В тесной прихожей я сразу обнял Римму, но девушка отстранилась, хихикнув:
— Вы слишком шустрый. — Убежала на кухню и оттуда крикнула (дверь в единственную комнату оказалась плотно закрыта): — Сначала деньги!
— Сначала запись, — напомнил я и прошел за ней.
Кухня оказалась стильной, но тесной — я уже и подзабыл, в каких крохотных квартирках проживает у нас обычное народонаселение.
Девушка подпалила конфорку под чайником — я подошел сзади и снова обнял ее.
— Ну-ка, руки свои убрал! — прозвучал тут громовой мужской голос.
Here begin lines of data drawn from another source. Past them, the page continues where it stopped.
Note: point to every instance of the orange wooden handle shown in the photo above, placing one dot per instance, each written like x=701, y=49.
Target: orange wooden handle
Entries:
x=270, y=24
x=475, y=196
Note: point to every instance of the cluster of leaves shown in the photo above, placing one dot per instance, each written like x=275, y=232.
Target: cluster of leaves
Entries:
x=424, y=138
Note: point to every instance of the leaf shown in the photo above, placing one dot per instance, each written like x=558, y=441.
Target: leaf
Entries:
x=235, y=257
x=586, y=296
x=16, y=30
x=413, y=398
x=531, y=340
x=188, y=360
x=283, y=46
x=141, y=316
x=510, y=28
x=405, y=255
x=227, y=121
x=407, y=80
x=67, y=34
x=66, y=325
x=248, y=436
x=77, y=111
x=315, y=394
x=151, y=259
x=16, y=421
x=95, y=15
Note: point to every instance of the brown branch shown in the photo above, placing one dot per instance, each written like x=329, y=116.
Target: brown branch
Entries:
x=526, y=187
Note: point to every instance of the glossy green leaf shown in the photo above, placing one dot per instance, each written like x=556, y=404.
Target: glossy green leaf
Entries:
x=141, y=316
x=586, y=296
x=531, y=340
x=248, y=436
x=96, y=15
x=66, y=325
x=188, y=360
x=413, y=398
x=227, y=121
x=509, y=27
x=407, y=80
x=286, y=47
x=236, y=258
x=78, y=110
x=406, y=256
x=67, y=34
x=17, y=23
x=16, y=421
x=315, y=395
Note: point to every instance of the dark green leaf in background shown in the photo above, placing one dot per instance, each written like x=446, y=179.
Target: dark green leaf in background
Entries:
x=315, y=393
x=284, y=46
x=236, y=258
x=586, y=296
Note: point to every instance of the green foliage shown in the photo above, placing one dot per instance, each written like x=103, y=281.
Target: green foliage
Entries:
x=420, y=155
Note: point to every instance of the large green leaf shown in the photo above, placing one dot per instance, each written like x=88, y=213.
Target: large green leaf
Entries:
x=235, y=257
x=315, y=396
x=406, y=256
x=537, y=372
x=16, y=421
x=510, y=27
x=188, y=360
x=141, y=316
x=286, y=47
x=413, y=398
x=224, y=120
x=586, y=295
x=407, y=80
А потом меня грубо схватили сзади и завалили на пол, уткнули головой в кафельную плитку, заломили кисти за спину, да пребольно. А потом какая-то удавка прочно перехватила мне запястья за спиной.
— Перестаньте! — заорал я. — Что вы делаете?! Вы не так поняли! Я не за этим сюда пришел!
— А зачем ты сюда пришел? — хохотнул мужской голос. — И ори потише, а то в полицию попадешь раньше времени!
— Я работаю на телевидении! Я журналист! Вы не имеете права!
— А мы сейчас посмотрим, какой ты журналист! — Из заднего кармана моих джинсов мужик вытащил мое портмоне. А вот это был уже прокол. — Так, водительское удостоверение на имя гражданина Тучкова Ивана Петровича. И пропуск на студию Горького на то же имя, и должность указана, программа «Три шага до миллиона», режиссер. А как он тебе представился, Римка?
— Сказал, что его зовут Денис Харин, — наябедничала девчонка, — и он работает в программе «Говори» на канале «Три икса-эль».
— Странная история. Чьи же тогда документы у тебя, а, мужик? Ты их, часом, не украл? Ну-ка, посмотрим на твой портрет. — Человек грубо поворотил меня лицом к себе, на связанных руках лежать на твердой плитке стало неудобно. — И впрямь не похож на фотку в правах. Да и на ту, что в пропуске. Ты что, дядя, за один день бороду себе отрастил? И волосики на лысинку пересадил?
Мужик, донимавший меня, был строгий, хищный, я не знал, кто это, и не понимал, как себя с ним вести. А он продолжал куражиться:
— Э, да у тебя паричок! — Он рванул и сорвал накладку с моего лба. — И бородка — тоже наклеена! — Он сорвал и бороду, Ивоннину гордость. Было больно. — Ты зачем замаскировался, чувачок?! С какими-такими целями?! Чтобы тебя Римма не узнала?
— А он, Паша, — пропищала девчонка, — хотел у меня запись убийства выцыганить, которую я вчера на программе сделала.
— Вот как! — делано изумился этот самый Паша. — А зачем ему, спрашивается, эта запись?! Уж не за тем ли, что она его капитально изобличает?! А, гражданин Тучков?! Или как там тебя зовут?
— Вы все не так понимаете, — прохрипел я.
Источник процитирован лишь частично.